Faithful Pack Philadelphia for Final Mass of Pope Francis's Visit

Pope Francis celebrates the final Mass of his visit to the United States at the Festival of Families on Benjamin Franklin Parkway in Philadelphia on September 27. Tony Gentile/Reuters

PHILADELPHIA (Reuters) - Pope Francis's admirers from around the world packed into Philadelphia on Sunday for the open-air mass that marked the end of his historic six-day U.S. visit, where they sung, strained to take photos and passed him babies to bless.

Hours before Francis was due to deliver a homily near the steps of the Philadelphia Art Museum, people filed towards a gated perimeter, where their belongings were searched before each person passed through metal detectors.

"We're here early because we don't want to be way far back in the crowd," said 72-year-old Maria Francis, from Philadelphia, who will attend Mass with her husband, Dave, 73.

"We're both Catholic, so it means a lot to us to have the blessing from the pope," she said while waiting in a long line to purchase a sandwich just outside of the secure perimeter.

Philadelphia has been planning for the visit, Francis's first trip to the United States, for months and the city's trains and buses were re-routed on Sunday to perform just one mission—transport the faithful and curious to an event that officials had expected to draw hundreds of thousands of people.

National Guardsmen secured fencing and shouted directions at pedestrians navigating their way into enclosures.
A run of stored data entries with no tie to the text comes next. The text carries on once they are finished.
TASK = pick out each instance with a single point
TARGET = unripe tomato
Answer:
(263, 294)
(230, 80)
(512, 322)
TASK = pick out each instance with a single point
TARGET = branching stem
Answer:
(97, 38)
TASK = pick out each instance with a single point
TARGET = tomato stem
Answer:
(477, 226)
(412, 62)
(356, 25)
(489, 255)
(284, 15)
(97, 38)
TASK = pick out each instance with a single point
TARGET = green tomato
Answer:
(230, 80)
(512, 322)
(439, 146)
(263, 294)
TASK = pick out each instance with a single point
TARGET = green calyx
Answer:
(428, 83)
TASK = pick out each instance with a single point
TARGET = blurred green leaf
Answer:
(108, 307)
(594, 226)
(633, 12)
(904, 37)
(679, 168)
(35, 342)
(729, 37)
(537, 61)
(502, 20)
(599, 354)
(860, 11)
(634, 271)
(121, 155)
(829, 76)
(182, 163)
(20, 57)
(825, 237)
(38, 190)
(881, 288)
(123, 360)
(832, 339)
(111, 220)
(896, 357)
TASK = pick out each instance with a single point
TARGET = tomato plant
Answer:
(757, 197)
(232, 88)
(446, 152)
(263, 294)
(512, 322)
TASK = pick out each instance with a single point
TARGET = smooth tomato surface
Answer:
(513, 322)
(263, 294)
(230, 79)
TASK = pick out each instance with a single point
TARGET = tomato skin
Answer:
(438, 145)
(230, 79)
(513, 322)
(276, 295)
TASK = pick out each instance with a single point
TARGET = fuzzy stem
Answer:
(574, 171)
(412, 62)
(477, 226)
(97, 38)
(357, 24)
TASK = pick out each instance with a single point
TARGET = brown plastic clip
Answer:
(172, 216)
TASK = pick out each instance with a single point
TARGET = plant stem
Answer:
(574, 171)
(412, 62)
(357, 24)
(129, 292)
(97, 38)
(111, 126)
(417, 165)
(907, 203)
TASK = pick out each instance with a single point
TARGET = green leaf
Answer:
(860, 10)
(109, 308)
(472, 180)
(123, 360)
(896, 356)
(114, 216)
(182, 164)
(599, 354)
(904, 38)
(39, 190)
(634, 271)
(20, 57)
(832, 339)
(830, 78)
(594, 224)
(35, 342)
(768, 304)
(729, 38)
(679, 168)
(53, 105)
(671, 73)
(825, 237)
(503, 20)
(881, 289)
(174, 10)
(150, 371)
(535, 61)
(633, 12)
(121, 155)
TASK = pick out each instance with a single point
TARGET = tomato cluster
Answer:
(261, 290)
Camouflage military trucks parked on the sidelines and helicopters flew overhead.

Peddlers sold plastic "pope stools" and members of the crowd posed to take selfies with cardboard cutouts of the pontiff.
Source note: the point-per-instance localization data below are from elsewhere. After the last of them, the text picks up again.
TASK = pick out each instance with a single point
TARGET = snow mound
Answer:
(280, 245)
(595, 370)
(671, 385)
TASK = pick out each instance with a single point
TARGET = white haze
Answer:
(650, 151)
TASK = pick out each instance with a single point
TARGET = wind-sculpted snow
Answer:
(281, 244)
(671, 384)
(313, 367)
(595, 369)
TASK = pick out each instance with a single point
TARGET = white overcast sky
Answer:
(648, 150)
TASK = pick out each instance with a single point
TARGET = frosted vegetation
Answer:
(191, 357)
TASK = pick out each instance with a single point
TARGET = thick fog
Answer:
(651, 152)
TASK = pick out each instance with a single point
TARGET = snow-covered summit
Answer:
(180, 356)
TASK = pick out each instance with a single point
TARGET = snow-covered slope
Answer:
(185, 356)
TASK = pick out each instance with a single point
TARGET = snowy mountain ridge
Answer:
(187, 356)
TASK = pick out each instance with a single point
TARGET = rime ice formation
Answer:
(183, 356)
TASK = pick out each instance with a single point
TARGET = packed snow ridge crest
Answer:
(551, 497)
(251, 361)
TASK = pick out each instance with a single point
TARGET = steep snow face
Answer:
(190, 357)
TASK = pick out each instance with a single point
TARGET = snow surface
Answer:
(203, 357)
As Francis arrived in the white Jeep he has used as a Popemobile on this trip, people passed his guards no fewer than a dozen babies, which the bishop of Rome kissed and blessed.

Inside the secure zone, families lay on blankets spread onto square blocks of grass and concrete, waiting to pray with the pope. Clusters of nuns and clergy sat together and thousands of others crammed together, searching for dwindling standing and sitting space.

Worshippers could be heard speaking Korean, Spanish and Portuguese and waving flags from their native countries during a visit when Francis has urged the United States to be more welcoming to immigrants.

Doug Bauman and his wife, Julie, stood out in the crowd for their homemade mitres, the tall hats that bishops wear. "They were built out of duct tape and poster board," said Doug Bauman, 38, from Indianapolis. "That's the budget of two Catholic school teachers."

Some 1,500 priests and deacons are expected to give communion at the mass, expected to be the largest event of the pope's six-day U.S. tour that began in Washington on Tuesday and continued on to New York on Thursday before arriving in Philadelphia Saturday.Attendees fought traffic restrictions and strict security measures to see the pope before he flies back to the Vatican on Sunday evening.

"It's the completion of a journey, and he's such a great pope," said Suzanne Casarino, 53, a nurse from Newnan, Georgia, who said she, her mother and her grandmother had vowed to attend a papal mass, a trip that was delayed by her grandmother's death a decade ago. "Just to be in his presence is everything."